The work mounting frame 16 is supported in the upper ends of the support frame 14 by means of a tilt shaft 52 which is disposed between and rotatably mounted in the upper ends of the support arms 24. To rotatably mount the tilt shaft 52 in the upper ends of the support arms, mounting pins 54 are provided which are passed through shaft holes 56 in the upper ends of the support arms. (See FIGS. 5 and 6). The mounting pins 54 have a shank portion 60 with a shoulder 62 at one end which engages the support arm 24 about the hole when the shank portion 60 of the mounting pin is inserted through the support arm hole 56 and into the receptacle 58 in the tilt shaft 52. To hold the mounting pins 54 in the receptable 58, transverse set screws 64 are passed transversely through each end of the tilt shaft 52 and when threadedly tightened to engage the inner ends of the shank portions 60.
To lock the tilt shaft 52 in a particular position, a semicircular ratchet gear 66 is mounted on one end of the tilt shaft 52 adjacent one of the support arms 24 and secured to the tilt shaft by screws 68. A lock pawl 70 is provided in a housing 72 mounted on the support arm 24 just below the ratchet gear 66. The lock pawl 70 has a compression spring 74 with its lower end disposed in a socket 76 mounted on the support arm. The spring 74 resiliently urges the lock pawl 70 against the teeth of ratchet gear 66 to lock the pawl in the gear teeth and prevent movement of the tilt shaft 52.
A pawl lever 78 is pivotally mounted in the pawl housing 72 at pivot 80 and has a pair of spaced parallel drive legs 82 and an actuating handle 84. The drive legs 82 have slots 86 which engage a pair of cam pins 88 which extend laterally from opposite sides of the lock pawl 70 and drive the pawl downward against the spring 74 when the actuating handle 84 is forced inwardly against the support arm 24. This removes the lock pawl 70 from the teeth of the ratchet gear 66 and permits rotational movement of the tilt shaft 52 about its generally horizontal axis.

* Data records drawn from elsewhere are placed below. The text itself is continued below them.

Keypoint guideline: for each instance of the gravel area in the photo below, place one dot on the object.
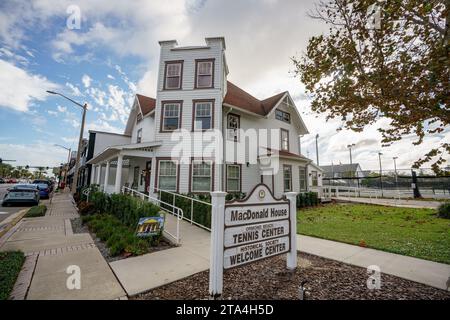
(78, 227)
(269, 280)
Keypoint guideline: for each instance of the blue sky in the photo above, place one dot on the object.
(114, 54)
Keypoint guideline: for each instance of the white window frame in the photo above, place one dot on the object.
(211, 108)
(164, 117)
(210, 175)
(176, 174)
(238, 179)
(180, 75)
(211, 74)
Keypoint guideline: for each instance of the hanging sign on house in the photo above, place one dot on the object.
(244, 231)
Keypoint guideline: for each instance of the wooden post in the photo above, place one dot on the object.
(216, 255)
(291, 261)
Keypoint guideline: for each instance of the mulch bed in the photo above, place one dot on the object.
(269, 280)
(78, 227)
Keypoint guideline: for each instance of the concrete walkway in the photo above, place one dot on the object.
(406, 203)
(51, 247)
(152, 270)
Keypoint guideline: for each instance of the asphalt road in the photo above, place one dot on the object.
(6, 211)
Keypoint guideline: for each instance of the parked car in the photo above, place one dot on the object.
(47, 182)
(23, 194)
(44, 190)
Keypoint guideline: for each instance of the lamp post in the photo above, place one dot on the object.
(68, 161)
(80, 141)
(395, 170)
(317, 149)
(381, 172)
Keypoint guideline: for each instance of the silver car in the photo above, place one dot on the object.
(22, 194)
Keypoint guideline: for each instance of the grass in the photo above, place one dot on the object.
(10, 265)
(36, 211)
(118, 237)
(412, 232)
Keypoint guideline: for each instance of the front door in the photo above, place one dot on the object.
(148, 170)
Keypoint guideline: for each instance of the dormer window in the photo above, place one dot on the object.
(173, 75)
(204, 70)
(282, 116)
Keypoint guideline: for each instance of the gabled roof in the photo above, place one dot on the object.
(237, 97)
(147, 104)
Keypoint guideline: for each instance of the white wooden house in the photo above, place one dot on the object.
(195, 100)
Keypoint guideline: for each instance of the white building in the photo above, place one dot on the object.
(195, 109)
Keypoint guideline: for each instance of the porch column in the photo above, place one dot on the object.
(105, 185)
(99, 171)
(118, 174)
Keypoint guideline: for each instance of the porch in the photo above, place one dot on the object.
(124, 166)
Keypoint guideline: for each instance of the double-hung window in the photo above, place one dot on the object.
(284, 140)
(201, 176)
(167, 175)
(173, 75)
(203, 111)
(287, 178)
(204, 73)
(139, 136)
(233, 178)
(302, 178)
(171, 116)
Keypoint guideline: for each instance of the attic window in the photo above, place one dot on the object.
(282, 116)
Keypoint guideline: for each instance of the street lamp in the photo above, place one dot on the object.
(395, 170)
(350, 146)
(80, 141)
(68, 161)
(381, 172)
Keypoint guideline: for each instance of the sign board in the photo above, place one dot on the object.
(150, 226)
(255, 228)
(244, 231)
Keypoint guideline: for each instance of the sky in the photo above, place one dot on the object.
(113, 52)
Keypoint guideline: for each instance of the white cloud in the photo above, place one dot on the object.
(86, 81)
(19, 89)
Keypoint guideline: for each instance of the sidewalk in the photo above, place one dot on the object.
(51, 247)
(156, 269)
(405, 203)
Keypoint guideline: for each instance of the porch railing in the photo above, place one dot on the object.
(178, 212)
(192, 201)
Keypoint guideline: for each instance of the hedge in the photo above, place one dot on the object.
(10, 265)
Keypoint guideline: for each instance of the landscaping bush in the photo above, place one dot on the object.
(307, 199)
(444, 210)
(118, 237)
(10, 265)
(36, 211)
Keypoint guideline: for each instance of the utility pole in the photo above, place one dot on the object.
(381, 172)
(317, 149)
(80, 140)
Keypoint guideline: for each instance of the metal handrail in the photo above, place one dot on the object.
(179, 214)
(191, 219)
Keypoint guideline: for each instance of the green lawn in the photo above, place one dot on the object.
(412, 232)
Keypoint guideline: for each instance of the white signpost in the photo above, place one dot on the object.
(244, 231)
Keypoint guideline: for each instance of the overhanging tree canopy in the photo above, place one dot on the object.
(382, 59)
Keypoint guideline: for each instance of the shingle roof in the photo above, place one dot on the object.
(238, 97)
(147, 104)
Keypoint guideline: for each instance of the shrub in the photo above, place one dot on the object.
(444, 210)
(118, 237)
(36, 211)
(10, 265)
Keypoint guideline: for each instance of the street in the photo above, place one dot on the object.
(7, 211)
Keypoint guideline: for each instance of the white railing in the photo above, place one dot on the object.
(192, 200)
(178, 212)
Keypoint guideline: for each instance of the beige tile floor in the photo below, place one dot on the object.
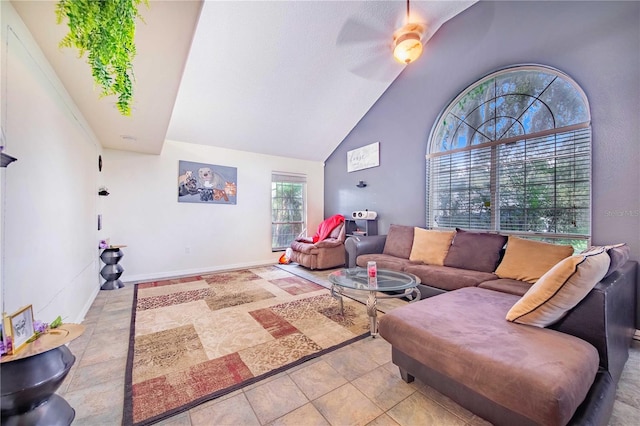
(356, 385)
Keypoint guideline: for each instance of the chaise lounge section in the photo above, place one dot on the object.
(461, 343)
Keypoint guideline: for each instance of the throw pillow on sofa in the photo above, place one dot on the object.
(618, 253)
(560, 289)
(430, 246)
(528, 260)
(476, 251)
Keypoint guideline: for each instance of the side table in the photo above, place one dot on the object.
(111, 271)
(30, 378)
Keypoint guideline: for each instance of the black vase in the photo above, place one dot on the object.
(111, 271)
(28, 389)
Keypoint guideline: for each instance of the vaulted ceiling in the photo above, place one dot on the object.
(287, 78)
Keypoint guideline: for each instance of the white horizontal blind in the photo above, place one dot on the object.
(288, 208)
(544, 184)
(461, 188)
(537, 185)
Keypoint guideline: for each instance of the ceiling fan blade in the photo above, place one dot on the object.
(378, 68)
(355, 32)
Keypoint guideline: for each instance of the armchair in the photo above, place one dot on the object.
(324, 253)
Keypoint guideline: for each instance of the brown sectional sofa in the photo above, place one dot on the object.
(460, 343)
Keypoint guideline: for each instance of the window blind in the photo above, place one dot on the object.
(539, 185)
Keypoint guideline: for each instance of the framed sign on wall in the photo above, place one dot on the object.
(363, 158)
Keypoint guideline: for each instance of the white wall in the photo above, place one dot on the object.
(143, 212)
(50, 237)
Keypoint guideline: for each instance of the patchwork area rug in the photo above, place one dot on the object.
(198, 338)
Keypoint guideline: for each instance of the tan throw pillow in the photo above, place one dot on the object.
(560, 289)
(528, 260)
(430, 246)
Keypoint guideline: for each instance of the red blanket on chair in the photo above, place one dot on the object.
(327, 225)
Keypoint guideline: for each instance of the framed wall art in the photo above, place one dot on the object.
(207, 183)
(21, 328)
(363, 158)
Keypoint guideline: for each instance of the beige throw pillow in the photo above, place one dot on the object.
(430, 246)
(528, 260)
(560, 289)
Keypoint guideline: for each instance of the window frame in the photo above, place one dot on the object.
(297, 226)
(441, 144)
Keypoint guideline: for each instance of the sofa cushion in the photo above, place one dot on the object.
(528, 260)
(446, 277)
(560, 289)
(478, 251)
(383, 261)
(618, 253)
(399, 241)
(507, 285)
(539, 373)
(430, 246)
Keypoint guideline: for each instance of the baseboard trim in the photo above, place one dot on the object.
(140, 278)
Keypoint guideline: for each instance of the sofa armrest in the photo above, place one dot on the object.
(368, 244)
(605, 318)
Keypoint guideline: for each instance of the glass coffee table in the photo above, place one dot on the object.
(388, 281)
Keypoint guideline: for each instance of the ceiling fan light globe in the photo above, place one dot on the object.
(407, 48)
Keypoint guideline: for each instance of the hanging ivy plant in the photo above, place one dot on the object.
(105, 31)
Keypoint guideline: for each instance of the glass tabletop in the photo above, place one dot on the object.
(357, 279)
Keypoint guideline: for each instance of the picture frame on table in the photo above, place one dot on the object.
(21, 328)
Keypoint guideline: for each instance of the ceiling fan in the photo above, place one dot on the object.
(378, 33)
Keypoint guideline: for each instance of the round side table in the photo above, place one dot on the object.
(111, 271)
(30, 378)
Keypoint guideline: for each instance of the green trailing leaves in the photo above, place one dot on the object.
(105, 31)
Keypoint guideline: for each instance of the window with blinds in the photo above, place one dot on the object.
(288, 208)
(512, 153)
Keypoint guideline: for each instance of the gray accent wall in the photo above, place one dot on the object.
(595, 43)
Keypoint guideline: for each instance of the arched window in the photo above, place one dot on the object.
(512, 153)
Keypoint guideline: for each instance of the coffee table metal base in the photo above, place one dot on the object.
(413, 294)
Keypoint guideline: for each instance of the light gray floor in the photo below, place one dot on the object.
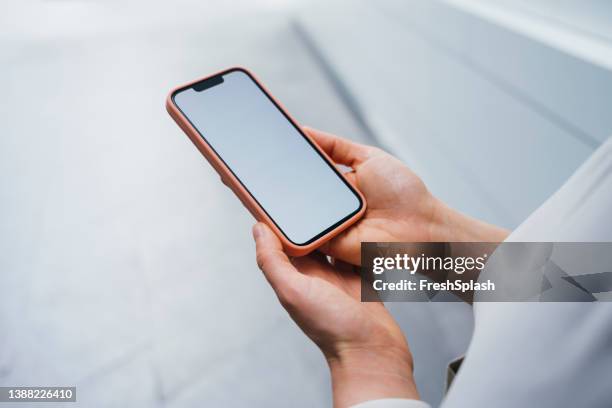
(126, 267)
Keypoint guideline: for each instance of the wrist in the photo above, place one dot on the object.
(449, 225)
(366, 373)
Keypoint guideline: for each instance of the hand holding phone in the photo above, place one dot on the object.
(275, 169)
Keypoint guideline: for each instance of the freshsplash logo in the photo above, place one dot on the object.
(423, 263)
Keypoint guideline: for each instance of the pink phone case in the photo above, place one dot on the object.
(233, 183)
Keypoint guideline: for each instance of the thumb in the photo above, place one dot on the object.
(287, 282)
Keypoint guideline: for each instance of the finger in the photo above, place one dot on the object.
(344, 247)
(340, 150)
(284, 278)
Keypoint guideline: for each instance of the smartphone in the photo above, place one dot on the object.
(280, 174)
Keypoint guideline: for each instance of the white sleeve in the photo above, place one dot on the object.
(547, 354)
(392, 403)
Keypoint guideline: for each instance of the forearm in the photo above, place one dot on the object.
(360, 375)
(449, 225)
(466, 237)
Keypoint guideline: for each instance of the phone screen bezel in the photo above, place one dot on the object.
(215, 82)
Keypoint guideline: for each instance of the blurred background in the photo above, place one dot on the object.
(126, 267)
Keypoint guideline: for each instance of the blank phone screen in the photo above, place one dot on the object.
(301, 192)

To provide mounting means for a work board or tabletop, pivot plate assembly 90 is mounted in the middle of tilt shaft 52 (see FIG. 3). The pivot plate assembly 90 includes a work engaging plate 92 and a base plate 94. The base plate 94 is secured to the tilt shaft 52 and the work engaging plate 92 is mounted on the base plate 94 in sandwiched relationship and is movable rotatably with respect thereto. A center pin 96 provides an axis in the center of the plates perpendicular to their surfaces about which the work engaging plate rotates and is secured at its lower end in the tilt shaft 52. Peripheral lugs 98 are provided at quadrant positions about the periphery of the work engaging plate 92 and are secured to the base plate 94. The lugs 98 have an upstanding portion 100 that extends upwardly from the base plate 94 adjacent the periphery of the center plate 92 and a projecting lip 102 at the upper end which extends inwardly over the periphery of the work engaging plate and thereby holds the periphery of the work engaging plate on the base plate (see FIG. 4).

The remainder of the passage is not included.